Подождала минутку, словно дала ей время ответить. Мысленно.
– Когда глаза закрыты, то они не моргают, – произнесла Маруся. Понимающе. М очень нежно.
– И о чем тут тогда говорить, правда? – Маруся подумала, может быть, развернуть конфетку и вложить ее, развернутую, актрисе в руку? Или, может быть, в рот?
Не стала.
– На улице тоже ничего не происходит, – произнесла Маруся, – ив холле. Правда, они собрались в «Монополию» играть. Писательница, наверное, фруктовые сады скупает…
Маруся снова сделала паузу, чтобы дать возможность актрисе мысленно улыбнуться.
– Только без вас всем скучно. Все вас ждут. Все, – повторила Маруся. – Даже эта смешная медсестра в реперской шапочке. Вы, наверное, ее помните. Вам бы эта шапочка очень пошла. Вы бы просто отлично в ней выглядели…
Маруся даже не увидела, а почувствовала, что дверь слегка приоткрылась, она обернулась, та самая медсестра в черной крупной резинкой вязанной шапке, которая так необычно сочеталась с ее больничным халатом, кивнула ей, и Маруся ответила ей понимающим жестом руки.
Дверь прикрылась.
– Ну, я пойду, – сказала Маруся. И послушала тишину. – Рада была вас видеть. Я еще позже зайду.

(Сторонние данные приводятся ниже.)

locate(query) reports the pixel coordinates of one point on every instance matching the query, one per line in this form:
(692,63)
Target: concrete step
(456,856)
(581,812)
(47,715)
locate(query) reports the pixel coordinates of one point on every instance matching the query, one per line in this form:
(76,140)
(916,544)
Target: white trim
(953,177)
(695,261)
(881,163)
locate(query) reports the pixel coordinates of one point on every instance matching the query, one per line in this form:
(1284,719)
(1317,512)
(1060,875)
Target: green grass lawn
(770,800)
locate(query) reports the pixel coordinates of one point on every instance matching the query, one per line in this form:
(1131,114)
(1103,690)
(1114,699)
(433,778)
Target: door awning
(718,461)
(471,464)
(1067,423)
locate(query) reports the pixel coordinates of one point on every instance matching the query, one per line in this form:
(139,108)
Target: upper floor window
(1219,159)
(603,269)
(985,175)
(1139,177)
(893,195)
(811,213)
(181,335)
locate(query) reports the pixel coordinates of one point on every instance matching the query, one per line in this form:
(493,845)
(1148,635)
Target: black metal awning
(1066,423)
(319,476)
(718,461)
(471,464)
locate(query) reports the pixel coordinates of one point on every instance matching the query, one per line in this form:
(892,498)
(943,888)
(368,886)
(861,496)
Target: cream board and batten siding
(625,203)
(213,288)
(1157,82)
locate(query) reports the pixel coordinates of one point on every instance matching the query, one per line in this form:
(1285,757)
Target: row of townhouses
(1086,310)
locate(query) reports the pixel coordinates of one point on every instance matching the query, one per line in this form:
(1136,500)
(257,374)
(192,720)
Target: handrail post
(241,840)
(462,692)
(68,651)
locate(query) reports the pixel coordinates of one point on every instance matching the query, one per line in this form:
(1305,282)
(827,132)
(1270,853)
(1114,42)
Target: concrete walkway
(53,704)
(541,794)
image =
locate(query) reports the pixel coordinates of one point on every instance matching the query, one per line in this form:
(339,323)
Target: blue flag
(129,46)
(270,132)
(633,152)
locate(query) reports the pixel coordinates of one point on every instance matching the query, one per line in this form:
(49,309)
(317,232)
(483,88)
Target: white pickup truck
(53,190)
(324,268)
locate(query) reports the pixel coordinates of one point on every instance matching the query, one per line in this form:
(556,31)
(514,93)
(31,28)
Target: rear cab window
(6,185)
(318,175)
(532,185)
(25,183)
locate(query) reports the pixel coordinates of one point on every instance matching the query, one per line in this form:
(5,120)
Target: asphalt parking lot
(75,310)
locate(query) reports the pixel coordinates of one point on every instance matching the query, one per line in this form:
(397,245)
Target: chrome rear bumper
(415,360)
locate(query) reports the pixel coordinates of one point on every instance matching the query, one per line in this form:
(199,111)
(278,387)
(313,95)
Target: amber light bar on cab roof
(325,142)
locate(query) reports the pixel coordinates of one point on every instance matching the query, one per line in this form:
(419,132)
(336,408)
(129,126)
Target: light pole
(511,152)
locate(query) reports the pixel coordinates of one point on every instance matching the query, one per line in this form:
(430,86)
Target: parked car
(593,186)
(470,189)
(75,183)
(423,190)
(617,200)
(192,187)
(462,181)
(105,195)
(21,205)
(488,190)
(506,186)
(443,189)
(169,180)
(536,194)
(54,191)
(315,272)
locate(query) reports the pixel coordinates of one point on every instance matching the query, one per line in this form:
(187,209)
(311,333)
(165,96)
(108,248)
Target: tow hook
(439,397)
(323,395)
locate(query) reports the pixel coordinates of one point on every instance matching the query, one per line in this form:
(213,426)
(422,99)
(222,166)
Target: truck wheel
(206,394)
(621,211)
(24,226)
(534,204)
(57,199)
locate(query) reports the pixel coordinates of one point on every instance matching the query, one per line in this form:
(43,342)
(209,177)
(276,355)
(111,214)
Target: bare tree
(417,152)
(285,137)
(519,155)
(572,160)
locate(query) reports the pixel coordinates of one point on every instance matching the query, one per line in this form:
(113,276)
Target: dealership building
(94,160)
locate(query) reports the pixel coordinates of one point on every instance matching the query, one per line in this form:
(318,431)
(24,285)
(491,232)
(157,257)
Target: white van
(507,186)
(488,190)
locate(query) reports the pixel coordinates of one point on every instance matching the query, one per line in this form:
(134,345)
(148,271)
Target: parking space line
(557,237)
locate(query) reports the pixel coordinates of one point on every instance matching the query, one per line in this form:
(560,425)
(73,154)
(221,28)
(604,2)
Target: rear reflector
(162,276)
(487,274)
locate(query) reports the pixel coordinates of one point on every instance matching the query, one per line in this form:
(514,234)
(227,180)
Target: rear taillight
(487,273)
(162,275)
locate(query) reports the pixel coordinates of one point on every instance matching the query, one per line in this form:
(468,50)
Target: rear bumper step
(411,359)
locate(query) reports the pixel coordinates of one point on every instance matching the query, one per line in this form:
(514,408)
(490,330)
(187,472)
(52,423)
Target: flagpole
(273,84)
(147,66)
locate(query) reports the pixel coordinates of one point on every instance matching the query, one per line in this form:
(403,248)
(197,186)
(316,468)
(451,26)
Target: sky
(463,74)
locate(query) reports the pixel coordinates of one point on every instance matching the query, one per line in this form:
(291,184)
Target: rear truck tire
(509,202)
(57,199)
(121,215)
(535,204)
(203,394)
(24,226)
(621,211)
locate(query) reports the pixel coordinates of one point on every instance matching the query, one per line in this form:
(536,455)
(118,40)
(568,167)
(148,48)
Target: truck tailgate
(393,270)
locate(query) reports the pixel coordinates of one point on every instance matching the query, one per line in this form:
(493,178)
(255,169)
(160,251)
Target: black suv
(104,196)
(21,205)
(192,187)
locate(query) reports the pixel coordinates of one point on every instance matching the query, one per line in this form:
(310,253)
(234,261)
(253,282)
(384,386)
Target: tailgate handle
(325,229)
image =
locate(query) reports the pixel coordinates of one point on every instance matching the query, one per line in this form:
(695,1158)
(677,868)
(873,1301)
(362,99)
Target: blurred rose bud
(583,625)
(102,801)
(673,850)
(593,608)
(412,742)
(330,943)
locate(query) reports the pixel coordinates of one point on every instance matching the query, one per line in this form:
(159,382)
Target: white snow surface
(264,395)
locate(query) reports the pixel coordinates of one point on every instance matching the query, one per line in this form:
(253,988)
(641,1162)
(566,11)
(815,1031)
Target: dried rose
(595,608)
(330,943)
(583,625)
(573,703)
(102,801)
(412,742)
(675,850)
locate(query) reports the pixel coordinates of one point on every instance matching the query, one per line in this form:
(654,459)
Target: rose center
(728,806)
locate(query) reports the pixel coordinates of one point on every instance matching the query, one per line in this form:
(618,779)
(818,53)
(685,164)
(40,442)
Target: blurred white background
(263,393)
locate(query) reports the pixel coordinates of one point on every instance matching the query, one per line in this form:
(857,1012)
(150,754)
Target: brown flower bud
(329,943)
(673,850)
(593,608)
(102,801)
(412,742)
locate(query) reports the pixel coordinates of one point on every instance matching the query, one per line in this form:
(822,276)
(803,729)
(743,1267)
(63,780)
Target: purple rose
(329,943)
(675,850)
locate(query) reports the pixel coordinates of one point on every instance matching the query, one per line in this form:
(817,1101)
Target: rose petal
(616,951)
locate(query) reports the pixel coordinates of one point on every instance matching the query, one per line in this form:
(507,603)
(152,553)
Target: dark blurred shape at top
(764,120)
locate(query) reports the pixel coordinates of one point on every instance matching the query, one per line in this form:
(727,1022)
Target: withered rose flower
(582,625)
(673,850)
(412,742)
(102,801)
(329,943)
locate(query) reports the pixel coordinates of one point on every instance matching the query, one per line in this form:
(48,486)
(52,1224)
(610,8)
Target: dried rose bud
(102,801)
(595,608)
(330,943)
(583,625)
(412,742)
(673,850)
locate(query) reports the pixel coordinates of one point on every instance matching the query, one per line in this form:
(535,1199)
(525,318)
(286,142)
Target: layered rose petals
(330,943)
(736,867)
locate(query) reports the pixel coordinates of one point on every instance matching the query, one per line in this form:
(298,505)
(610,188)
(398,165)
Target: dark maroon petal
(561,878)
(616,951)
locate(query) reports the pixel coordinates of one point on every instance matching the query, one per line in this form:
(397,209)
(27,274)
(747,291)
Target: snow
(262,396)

Она встала и, ласково улыбнувшись, кивнула актрисе. Выложила на тумбочку все конфеты, что были у нее в кармане.
– Дайте мне телефон, – попросила Маруся медсестру в шапочке.
– Не положено, – сказала медсестра. – Для вас нужно специальное разрешение доктора.
– Я хочу папе позвонить, – сказала Маруся очень жалостливо.
– Какой он тебе папа, бедняжка, – черная шапочка сочувственно качнулась.
– В каком смысле? – не поняла Маруся.
– Ох, пройдет время, все станет на свои места. Жизнь, она длинная. Все будет хорошо.
Марусе захотелось угостить медсестру конфетой. Но карманы оказались пусты. Поэтому она только улыбнулась.
Девушка перезвонила довольно быстро. И продиктовала Оле адрес.
– Вы знаете, как туда проехать? – поинтересовалась она.
– Нет, не очень… – По улице с таким названием Оля не проходила за эти дни ни разу.
– А где вы находитесь?
Оля ответила без запинки. Читать вывески уже вошло у нее в привычку.